後藤 慎吾
- UPDATE
- 2018.08.27
その他
民法改正とノスタルジア
今月、私が監修した民法(債権関係)改正に関する記事が創業手帳Webというウェブサイトに掲載されました(https://sogyotecho.jp/civil-law-amendment/)。民法の債権関係の規定は、同法の制定以来約120年の間、ほとんど改正されることはありませんでしたが、昨年5月にこの分野の全面的な見直しを目的とした改正法案が成立し、2020年4月1日に施行されることになっています。
随分と昔の話になりますが、私が司法試験の受験を決意して法律の勉強を始めたころの民法の第1編(総則)・第2編(物権)・第3編(債権)は、片仮名・文語体で表記されていました。例えば、民法第1条第1項は「私権ハ公共ノ福祉ニ遵フ」、同条第2項は「権利ノ行使及ヒ義務ノ履行ハ信義ニ従ヒ誠実ニ之ヲ為スコトヲ要ス」といった具合です。初めて六法全書を開いたときに目に飛び込んできたこのような難解な条文の表記方法に面食らったのをよく覚えています。戦後、新たに制定する法律はすべて平仮名・口語体で表記されるようになりましたが、明治29年に制定された民法の第1編から第3編については平成17年まで片仮名・文語体の表記が維持されていました。今は、民法の第1編から第3編も現代語化されており、民法第1条第1項は「私権は、公共の福祉に適合しなければならない。」、同条第2項は「権利の行使及び義務の履行は、信義に従い誠実に行わなければならない。」と規定されています。

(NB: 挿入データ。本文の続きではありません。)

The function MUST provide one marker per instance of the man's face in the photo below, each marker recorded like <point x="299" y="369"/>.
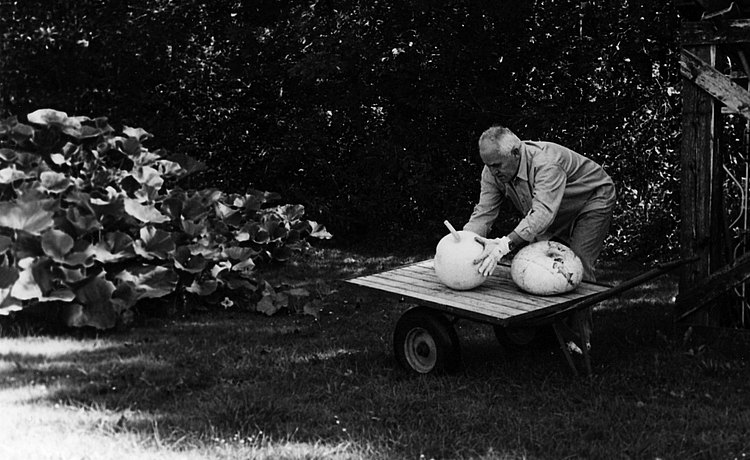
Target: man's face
<point x="502" y="165"/>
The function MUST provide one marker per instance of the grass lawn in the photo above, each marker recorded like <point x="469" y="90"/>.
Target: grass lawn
<point x="236" y="385"/>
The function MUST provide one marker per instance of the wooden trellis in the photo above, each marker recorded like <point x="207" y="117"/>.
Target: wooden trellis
<point x="711" y="29"/>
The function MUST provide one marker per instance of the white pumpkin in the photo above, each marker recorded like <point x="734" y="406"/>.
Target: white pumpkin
<point x="546" y="268"/>
<point x="454" y="260"/>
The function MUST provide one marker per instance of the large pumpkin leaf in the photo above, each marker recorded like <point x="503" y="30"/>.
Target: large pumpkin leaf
<point x="50" y="117"/>
<point x="56" y="243"/>
<point x="154" y="243"/>
<point x="144" y="213"/>
<point x="139" y="134"/>
<point x="229" y="215"/>
<point x="195" y="207"/>
<point x="8" y="276"/>
<point x="8" y="303"/>
<point x="188" y="164"/>
<point x="5" y="243"/>
<point x="319" y="231"/>
<point x="203" y="288"/>
<point x="96" y="307"/>
<point x="26" y="287"/>
<point x="54" y="182"/>
<point x="30" y="216"/>
<point x="59" y="246"/>
<point x="149" y="280"/>
<point x="83" y="219"/>
<point x="186" y="261"/>
<point x="10" y="174"/>
<point x="292" y="212"/>
<point x="114" y="247"/>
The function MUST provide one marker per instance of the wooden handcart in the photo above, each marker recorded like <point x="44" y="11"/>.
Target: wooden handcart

今回の民法の債権関係の規定の改正項目は200程度あり、非常に広範なものになっています。弁護士が仕事をしていくために民法の理解は必須であり、私も時間を見つけて改正民法の勉強をしているところです。司法試験の勉強をしていたころは毎日のように民法の基本書を読み込んでいたものですが、弁護士として仕事をするようになってからは、依頼を受けた案件を解決するために必要な限度で民法の条文や関係する文献を検討することはあったものの、民法について網羅的・体系的に勉強することはありませんでした。今、個別の案件から離れて改正民法の勉強をしていると、法律家になることを夢見てあの難解な片仮名・文語体の民法と日々格闘していた若かりし頃の自分を思い出し、少しセンチな気持ちになったりしています。